📜 ⬆️ ⬇️

The method of recovering data from a disk encrypted with NotPetya using the Salsa20 algorithm



Attacks using encryption viruses have become a real trend of 2017. There were a lot of similar attacks, but the loudest of them were WannaCry and NotPetya (also known by many other names - Petya, Petya.A, ExPetr and others). Having mastered the experience of the previous epidemic, experts around the world promptly reacted to the new challenge and, in a matter of hours after the first computers were infected, they began to study instances of encrypted disks.

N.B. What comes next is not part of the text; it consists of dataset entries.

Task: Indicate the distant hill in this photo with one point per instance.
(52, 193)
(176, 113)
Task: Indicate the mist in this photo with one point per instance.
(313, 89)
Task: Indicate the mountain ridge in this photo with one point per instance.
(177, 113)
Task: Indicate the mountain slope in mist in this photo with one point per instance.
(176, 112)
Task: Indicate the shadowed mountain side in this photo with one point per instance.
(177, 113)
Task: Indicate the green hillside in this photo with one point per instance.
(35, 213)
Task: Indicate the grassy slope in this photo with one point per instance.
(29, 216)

Already on June 27, the first descriptions of methods of infection and distribution of NotPetya appeared, moreover, a vaccine against infection appeared .

When you run NotPetya, the AES algorithm encrypts user files with certain extensions, but the operating system continues to work. Limited time is allowed for encryption (the default is 1 hour). And if during this time the encryption process has time to complete, the README.TXT file with the ransom request will be placed in the root of the disk. Unfortunately, to recover files encrypted in this way requires knowledge of the RSA secret key (which, it seems, is offered to be bought on the Darknet for 100 bitcoins). If encryption was not completed, or it was interrupted, or there was no right to write to the disk root, the README.TXT file (containing the encrypted key) will not be created, and the AES-encrypted files will not be able to recover even if they receive the RSA secret key.
')
The following data recovery method is applicable in cases where the NotPetya virus had administrative privileges and encrypted the entire hard disk using the Salsa20 algorithm.

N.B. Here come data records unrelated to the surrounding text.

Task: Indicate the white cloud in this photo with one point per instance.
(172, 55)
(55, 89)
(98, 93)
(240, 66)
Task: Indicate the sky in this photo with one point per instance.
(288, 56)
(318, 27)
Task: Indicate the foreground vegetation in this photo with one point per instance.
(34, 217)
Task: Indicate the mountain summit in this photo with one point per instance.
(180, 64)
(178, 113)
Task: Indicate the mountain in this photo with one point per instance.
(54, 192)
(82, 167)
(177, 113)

This is the second layer of encryption. However, decoding Salsa20 is advisable for several reasons:


And Salsa20 encrypts all data, regardless of type, time and access rights.

As it turned out , the authors of the virus made an error in the implementation of the Salsa20 algorithm, due to which half of the encryption key bytes were not used at all. Reducing the key length from 256 to 128 bits, unfortunately, leaves no hope of finding it within a reasonable time.

However, due to some features of using the Salsa20 algorithm, it is possible to recover data without knowing the key.

How Salsa20 works


Recall that Salsa20 is a synchronous stream cipher in which when encrypting a gamma is generated, depending on the key, and the bytes of this gamma are added using XOR operation with plaintext bytes. To decrypt, repeat the procedure.

So that the gamma can be calculated for any displacement in the stream, the gamma generator s20_expand32 () forms a 64-byte keystream array, in which the following are mixed:


This illustration, taken from the Check Point report , clearly shows how the data is laid out:



The 64 bytes of the keystream are passed through the shuffle function, and the resulting 64 bytes are used as a fragment of the gamma.

It should be noted that the generated gamma fragments are always aligned with a boundary multiple of 64 bytes. And in order to encrypt, say, 7 bytes starting at offset 100, you need to find the block number that contains the first byte (100/64 == 1), calculate the gamma for this block and use 7 bytes from it starting at offset (100% 64 == 36). If there are not enough bytes in the block, then a gamma is generated for the next block, etc.

In the process of encrypting one stream (and the disk, from the point of view of NotPetya, is one stream), no key or nonce change occurs. Therefore, for each encrypted disk, the only variable value in the keystream is the block number.

As planned by the authors of the Salsa20 cipher, 2 ^ 64 blocks of 64 bytes each make it possible to generate a gamma with a period of 2 ^ 70 ~ 10 ^ 21 bytes. This is a long enough period for almost any practical application, and hard drives of this size will not appear for a very long time.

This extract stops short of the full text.